И настолько сильным был всплеск эмоций Маркова, что и Берестин почувствовал острое желание, чтобы все, с кем он вместе сидел, и все другие во всех лагерях, сколько их есть, как можно быстрее вернулись обратно — не только потому, что они нужны, а просто из пронзительного сочувствия к ним.
— Андрей, нужно завтра же подписать указ об исключении из кодекса пятьдесят восьмой статьи и полной амнистии всем, кто по ней сидит.
— Думал я уже… Сразу вряд ли выйдет. Надо поэтапно. Сначала высший комсостав, через пару недель остальных военных, потом гражданских… Иначе у нас дороги захлебнутся. А по ним войска возить. Так слушай дальше…
Машина завершила круг по кольцу и рванула по прямой в сторону кунцевской дачи.
— Просмотрел я дела, — продолжал Новиков, — и решил, что лучше Маркова не найти. Из тех, кто остался. Сталин на него тогда еще виды имел, отчего и в звании повысил, когда других к стенке ставил. Но передумал. Даже не передумал, как мне сейчас кажется, а тень сомнения высказал. Ежовской братии того оказалось достаточно, и сомнения подкрепили, и материальчик наскребли. И поехал Сергей Петрович совсем в другие места.
— Вот так и делалось? — поразился Берестин. — Я все же считал, что какая-то логика во всем этом была…

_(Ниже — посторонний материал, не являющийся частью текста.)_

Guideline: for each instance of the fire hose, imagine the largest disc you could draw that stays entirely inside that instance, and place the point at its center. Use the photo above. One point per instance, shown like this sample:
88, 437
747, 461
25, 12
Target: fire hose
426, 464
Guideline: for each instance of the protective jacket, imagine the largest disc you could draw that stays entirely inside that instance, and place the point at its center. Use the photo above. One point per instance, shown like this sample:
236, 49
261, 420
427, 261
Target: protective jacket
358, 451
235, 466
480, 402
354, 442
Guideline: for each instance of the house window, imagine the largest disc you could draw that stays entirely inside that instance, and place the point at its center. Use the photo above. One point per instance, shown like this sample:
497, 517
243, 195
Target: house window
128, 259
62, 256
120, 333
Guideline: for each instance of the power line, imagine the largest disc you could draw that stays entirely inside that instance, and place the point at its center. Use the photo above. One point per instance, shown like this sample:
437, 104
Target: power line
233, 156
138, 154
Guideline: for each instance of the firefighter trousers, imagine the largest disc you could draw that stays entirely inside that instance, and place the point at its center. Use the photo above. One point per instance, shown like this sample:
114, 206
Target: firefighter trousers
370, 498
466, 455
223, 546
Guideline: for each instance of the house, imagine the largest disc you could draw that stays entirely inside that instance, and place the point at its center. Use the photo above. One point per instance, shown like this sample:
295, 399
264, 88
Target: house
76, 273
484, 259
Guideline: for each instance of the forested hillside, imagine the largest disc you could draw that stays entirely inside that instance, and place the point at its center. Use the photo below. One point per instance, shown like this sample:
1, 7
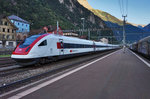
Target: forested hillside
46, 12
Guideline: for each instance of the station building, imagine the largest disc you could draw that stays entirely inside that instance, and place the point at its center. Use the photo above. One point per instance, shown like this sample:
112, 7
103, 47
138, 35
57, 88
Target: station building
7, 32
22, 25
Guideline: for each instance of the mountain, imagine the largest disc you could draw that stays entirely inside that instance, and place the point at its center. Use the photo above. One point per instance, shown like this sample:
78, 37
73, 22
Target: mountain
46, 12
103, 15
147, 28
133, 33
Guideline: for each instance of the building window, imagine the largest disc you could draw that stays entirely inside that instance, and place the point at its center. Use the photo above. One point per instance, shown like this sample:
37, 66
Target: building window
13, 37
8, 31
6, 23
3, 29
1, 22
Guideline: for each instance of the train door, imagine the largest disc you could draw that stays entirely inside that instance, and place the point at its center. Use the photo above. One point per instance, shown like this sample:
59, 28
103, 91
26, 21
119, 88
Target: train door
61, 50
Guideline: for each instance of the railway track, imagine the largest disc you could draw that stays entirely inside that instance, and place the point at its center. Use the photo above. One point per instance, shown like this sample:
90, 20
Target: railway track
23, 75
6, 61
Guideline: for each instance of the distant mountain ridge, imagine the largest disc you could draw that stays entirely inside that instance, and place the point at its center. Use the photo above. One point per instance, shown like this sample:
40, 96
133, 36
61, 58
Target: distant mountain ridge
103, 15
147, 28
134, 32
46, 12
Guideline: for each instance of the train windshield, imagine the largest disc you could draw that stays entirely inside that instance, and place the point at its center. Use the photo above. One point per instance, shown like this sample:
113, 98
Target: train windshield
28, 41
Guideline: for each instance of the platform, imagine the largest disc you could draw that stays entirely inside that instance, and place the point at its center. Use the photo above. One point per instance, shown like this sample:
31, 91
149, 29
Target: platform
116, 76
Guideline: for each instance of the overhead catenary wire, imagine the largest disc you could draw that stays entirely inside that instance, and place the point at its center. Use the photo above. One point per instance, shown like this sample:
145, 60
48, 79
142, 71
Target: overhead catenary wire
123, 5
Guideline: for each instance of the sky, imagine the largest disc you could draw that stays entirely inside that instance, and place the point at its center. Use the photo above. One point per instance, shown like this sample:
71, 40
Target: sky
138, 10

— Поначалу — да. Первые заходы мой И.В. действительно долго обдумывал, просчитывал… К Тухачевскому у него «претензии» еще с польской кампании были. Другие тоже мешали спокойно жить и править, претендовали на право «свое суждение иметь». А уж дальше понеслось… Как бог на душу положит. Иногда по принципу «нам умные не надобны», иногда вообще черт знает как. Старался я разобраться в его побуждениях, но получается слабо.
Новиков замолчал, по-сталински пыхнул трубкой, раз, другой, однако дым проходил через мундштук слабо, и был неприятно резок. Он раздраженно бросил ее в пепельницу.

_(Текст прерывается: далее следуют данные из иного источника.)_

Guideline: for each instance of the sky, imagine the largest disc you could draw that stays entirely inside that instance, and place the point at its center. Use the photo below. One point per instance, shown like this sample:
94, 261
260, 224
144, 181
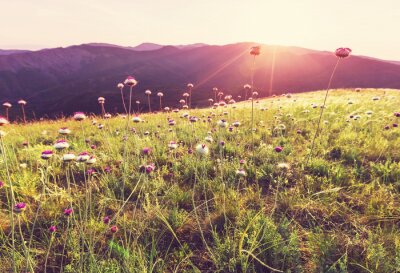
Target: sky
369, 27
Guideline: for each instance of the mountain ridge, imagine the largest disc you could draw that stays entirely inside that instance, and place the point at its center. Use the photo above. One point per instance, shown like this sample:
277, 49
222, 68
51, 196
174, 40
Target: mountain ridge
68, 79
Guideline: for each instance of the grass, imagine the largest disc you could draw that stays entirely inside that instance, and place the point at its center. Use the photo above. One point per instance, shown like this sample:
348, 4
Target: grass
195, 213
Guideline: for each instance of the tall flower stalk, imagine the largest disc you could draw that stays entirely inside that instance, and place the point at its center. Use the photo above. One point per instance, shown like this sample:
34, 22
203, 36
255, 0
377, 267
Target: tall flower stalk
160, 95
7, 107
190, 88
121, 87
101, 101
341, 53
22, 103
148, 94
254, 51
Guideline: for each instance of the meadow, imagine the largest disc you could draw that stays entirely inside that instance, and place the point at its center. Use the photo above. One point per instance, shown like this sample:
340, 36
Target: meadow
199, 191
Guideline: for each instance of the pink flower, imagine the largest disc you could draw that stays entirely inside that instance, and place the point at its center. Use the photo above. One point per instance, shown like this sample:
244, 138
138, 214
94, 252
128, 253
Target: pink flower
3, 121
7, 105
68, 211
52, 229
106, 219
20, 207
343, 52
114, 229
130, 81
46, 154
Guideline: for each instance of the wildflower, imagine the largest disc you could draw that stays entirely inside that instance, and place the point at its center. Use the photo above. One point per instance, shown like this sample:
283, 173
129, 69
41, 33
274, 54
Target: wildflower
7, 105
79, 116
3, 121
130, 81
91, 160
68, 211
236, 124
146, 150
202, 149
68, 157
91, 171
106, 219
61, 144
83, 157
47, 154
52, 229
283, 166
114, 229
241, 173
19, 207
209, 139
149, 168
172, 145
64, 131
222, 123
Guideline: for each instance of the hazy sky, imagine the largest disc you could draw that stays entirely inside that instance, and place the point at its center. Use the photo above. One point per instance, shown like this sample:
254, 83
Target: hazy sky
369, 27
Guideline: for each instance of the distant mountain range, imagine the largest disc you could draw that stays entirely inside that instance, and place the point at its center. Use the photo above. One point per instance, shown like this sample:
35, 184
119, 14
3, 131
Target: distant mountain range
64, 80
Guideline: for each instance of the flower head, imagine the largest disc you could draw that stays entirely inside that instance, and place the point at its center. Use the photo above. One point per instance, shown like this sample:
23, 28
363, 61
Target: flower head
19, 207
7, 105
47, 154
114, 229
130, 81
202, 149
83, 157
3, 121
68, 211
52, 229
79, 116
61, 144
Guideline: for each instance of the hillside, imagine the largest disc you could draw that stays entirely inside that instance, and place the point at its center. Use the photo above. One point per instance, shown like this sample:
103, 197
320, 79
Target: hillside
205, 194
70, 79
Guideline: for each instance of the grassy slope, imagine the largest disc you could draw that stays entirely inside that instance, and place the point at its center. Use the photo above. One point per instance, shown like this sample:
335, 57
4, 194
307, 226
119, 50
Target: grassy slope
337, 214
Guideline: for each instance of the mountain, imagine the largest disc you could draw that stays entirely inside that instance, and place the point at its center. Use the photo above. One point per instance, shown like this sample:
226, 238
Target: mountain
64, 80
11, 51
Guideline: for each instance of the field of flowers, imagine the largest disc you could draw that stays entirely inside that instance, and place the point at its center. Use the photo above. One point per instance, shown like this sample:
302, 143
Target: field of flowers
200, 191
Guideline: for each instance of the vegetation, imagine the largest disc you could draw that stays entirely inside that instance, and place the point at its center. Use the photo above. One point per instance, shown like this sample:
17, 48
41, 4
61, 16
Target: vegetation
244, 201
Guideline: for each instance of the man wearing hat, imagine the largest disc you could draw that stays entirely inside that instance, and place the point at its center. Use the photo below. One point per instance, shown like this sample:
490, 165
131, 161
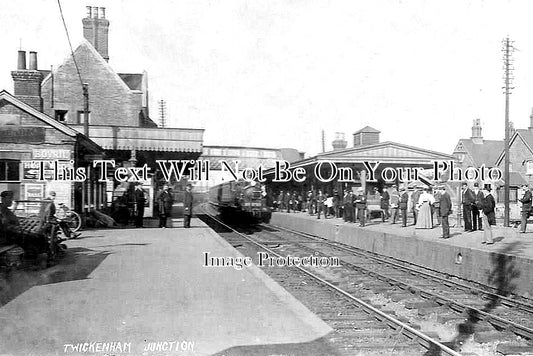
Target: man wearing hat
414, 202
164, 200
477, 207
445, 210
467, 199
62, 224
9, 225
187, 206
140, 200
394, 202
403, 204
360, 204
526, 208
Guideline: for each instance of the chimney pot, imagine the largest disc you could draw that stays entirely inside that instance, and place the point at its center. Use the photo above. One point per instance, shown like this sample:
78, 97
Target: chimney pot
33, 60
21, 65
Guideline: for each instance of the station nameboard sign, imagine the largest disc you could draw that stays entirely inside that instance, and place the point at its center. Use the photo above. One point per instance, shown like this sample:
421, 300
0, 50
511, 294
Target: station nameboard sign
51, 154
34, 191
18, 134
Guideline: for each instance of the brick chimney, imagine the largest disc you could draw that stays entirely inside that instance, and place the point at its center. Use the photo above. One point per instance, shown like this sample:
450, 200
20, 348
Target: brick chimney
530, 128
339, 143
477, 138
27, 82
95, 30
366, 136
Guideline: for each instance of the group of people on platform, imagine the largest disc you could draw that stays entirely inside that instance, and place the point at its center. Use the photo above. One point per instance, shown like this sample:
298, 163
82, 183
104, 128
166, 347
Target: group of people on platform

— Нет, но объясни, что все это было? Переворот? — Берестину отчего-то важнее всего казалось сейчас услышать из сталинских уст правду, или, вернее, его собственную трактовку того, что он совершил со страной, с народом, да и со всем миром…
— Да, переворот. Как же иначе? Уничтожение системы государственной власти, разгром партии, физическое уничтожение ЦК, Верховного Совета, аппарата управления… Пиночет какой-нибудь в тысячи раз меньше людей и структур ликвидировал, а сомнения ни у кого его акция не вызвала. А всего-то делов, что Сталин старую фразеологию оставил. А детали… Я кое-что набрасываю сейчас для памяти, однако многого еще не понимаю. Столько крови и грязи, что просто оторопь берет… Боюсь, и в наше время этого не расскажешь.